Executable files, interpreted files, and CDE actions have file privilege sets assigned through the File Manager, with setfpriv(1), or by another privileged program. The file privilege sets are the forced set and the allowed set.

Allowed Set

The allowed set contains the privileges that will be assigned to the executable file (forced file set) or inherited and used by the executing process. When a process inherits a privilege from another process, it cannot use that privilege unless the privilege is in the allowed set of its executable file.

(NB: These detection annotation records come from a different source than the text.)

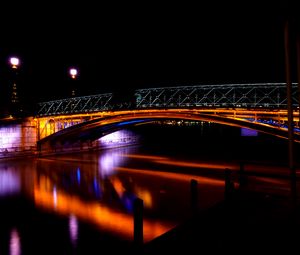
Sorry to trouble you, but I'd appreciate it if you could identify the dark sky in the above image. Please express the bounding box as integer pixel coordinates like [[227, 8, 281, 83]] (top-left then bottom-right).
[[0, 0, 296, 109]]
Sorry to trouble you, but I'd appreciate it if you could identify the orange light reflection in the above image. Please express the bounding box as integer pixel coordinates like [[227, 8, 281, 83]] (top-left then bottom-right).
[[117, 167, 224, 186], [34, 181, 175, 242]]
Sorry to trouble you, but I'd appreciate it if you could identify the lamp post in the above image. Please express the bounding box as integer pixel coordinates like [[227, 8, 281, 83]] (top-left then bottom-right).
[[9, 57, 20, 115], [69, 67, 78, 97]]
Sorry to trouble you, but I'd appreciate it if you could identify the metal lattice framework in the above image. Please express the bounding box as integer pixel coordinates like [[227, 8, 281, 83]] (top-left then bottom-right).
[[38, 93, 112, 116], [38, 83, 298, 116], [136, 83, 298, 108]]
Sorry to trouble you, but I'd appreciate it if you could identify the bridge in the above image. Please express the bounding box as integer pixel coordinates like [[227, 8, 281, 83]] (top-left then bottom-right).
[[37, 83, 299, 153], [0, 83, 300, 156]]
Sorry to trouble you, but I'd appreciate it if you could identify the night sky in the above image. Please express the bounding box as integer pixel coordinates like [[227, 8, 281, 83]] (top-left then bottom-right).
[[0, 0, 292, 112]]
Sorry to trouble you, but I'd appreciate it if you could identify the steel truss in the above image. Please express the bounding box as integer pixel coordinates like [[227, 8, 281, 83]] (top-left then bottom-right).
[[135, 83, 298, 108], [38, 93, 112, 116], [38, 83, 298, 116]]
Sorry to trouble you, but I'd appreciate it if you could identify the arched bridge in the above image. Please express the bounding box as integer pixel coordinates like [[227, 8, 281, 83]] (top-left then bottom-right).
[[37, 83, 299, 152]]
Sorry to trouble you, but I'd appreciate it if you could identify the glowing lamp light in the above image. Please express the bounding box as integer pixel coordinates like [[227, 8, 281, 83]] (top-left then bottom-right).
[[9, 57, 20, 68], [70, 68, 78, 79]]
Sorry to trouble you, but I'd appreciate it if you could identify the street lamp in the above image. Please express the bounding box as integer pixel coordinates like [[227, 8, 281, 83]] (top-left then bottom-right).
[[9, 57, 20, 69], [69, 67, 78, 96], [9, 57, 20, 114]]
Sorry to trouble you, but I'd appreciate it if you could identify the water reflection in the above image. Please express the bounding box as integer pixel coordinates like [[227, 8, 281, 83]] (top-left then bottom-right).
[[69, 214, 78, 246], [0, 144, 232, 254], [9, 228, 21, 255], [0, 168, 21, 196]]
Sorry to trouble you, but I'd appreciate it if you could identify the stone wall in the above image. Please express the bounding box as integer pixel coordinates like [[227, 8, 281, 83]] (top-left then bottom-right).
[[0, 118, 37, 159]]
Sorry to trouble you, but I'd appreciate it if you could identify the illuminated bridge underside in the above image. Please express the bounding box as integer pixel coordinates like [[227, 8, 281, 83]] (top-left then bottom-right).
[[39, 110, 299, 150]]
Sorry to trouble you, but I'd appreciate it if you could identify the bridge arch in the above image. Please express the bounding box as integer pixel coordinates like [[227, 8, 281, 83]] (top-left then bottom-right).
[[38, 109, 299, 151]]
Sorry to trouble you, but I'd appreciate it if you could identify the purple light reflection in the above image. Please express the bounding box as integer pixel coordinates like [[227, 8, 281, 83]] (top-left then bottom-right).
[[0, 169, 21, 196], [9, 229, 21, 255]]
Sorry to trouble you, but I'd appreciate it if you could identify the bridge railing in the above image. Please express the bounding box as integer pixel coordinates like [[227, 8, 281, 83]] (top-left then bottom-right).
[[37, 83, 298, 116]]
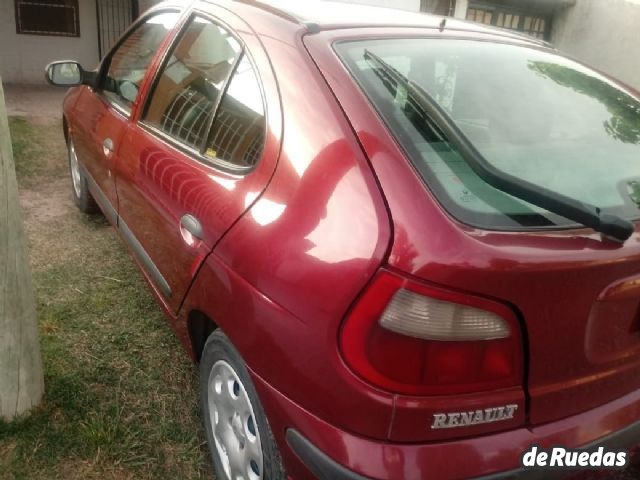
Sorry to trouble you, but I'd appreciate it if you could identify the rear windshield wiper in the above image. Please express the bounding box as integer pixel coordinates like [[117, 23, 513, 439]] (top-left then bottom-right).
[[364, 50, 635, 243]]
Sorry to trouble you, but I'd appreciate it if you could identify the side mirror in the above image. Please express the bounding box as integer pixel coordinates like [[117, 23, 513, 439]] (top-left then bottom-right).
[[45, 60, 95, 87]]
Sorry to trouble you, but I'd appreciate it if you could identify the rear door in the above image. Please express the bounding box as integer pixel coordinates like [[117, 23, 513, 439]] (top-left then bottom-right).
[[71, 10, 180, 222], [116, 12, 281, 311]]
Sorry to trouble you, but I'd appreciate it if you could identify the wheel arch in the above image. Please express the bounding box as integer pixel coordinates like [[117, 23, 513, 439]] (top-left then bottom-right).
[[187, 310, 220, 362]]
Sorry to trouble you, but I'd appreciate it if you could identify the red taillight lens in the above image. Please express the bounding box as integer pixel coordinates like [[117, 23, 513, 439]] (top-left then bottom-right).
[[340, 271, 522, 395]]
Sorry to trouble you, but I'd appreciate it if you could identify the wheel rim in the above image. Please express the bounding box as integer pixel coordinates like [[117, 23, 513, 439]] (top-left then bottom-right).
[[207, 360, 263, 480], [69, 141, 82, 198]]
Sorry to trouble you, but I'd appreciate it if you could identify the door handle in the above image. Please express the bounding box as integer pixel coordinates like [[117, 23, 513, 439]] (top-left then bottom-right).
[[102, 138, 113, 157], [180, 213, 202, 240]]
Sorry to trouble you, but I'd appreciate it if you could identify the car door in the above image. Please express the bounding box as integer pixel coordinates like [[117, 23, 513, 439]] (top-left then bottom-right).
[[71, 10, 180, 223], [116, 7, 281, 312]]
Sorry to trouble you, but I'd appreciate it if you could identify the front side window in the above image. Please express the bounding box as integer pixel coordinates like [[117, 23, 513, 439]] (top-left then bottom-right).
[[103, 12, 180, 112], [336, 39, 640, 229], [143, 17, 242, 150]]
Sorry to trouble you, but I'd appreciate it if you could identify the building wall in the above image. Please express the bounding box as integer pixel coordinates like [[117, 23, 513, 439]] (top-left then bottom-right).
[[0, 0, 98, 83], [551, 0, 640, 90], [339, 0, 420, 12]]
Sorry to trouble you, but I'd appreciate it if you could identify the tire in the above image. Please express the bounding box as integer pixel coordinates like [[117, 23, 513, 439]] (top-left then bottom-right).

Allowed privileges provide Trojan horse protection because they protect against an untrusted process entering the system and inheriting privileges from another process. See "Inheritable Set" for more information on inheriting privileges.

Forced Set

The forced set contains the privileges a program must have when it begins execution for security-related tasks performed by any user. Commands with forced privileges can be invoked from any shell, and CDE actions with forced privileges can be invoked from any workspace. The forced set must always be equal to or a subset of the allowed set, and so, every privilege in the forced set is also in the allowed set.

Interpreted Files

Interpreted files are scripts that begin with #! and go through an interpreter to be executed. The script file can have forced and allowed privilege sets and the interpreter can have forced and allowed privilege sets. The final forced set is the combination of the forced set assigned to the script and the forced set assigned to the interpreter restricted by the allowed set of the interpreter. The allowed set of the script does not restrict the final forced set.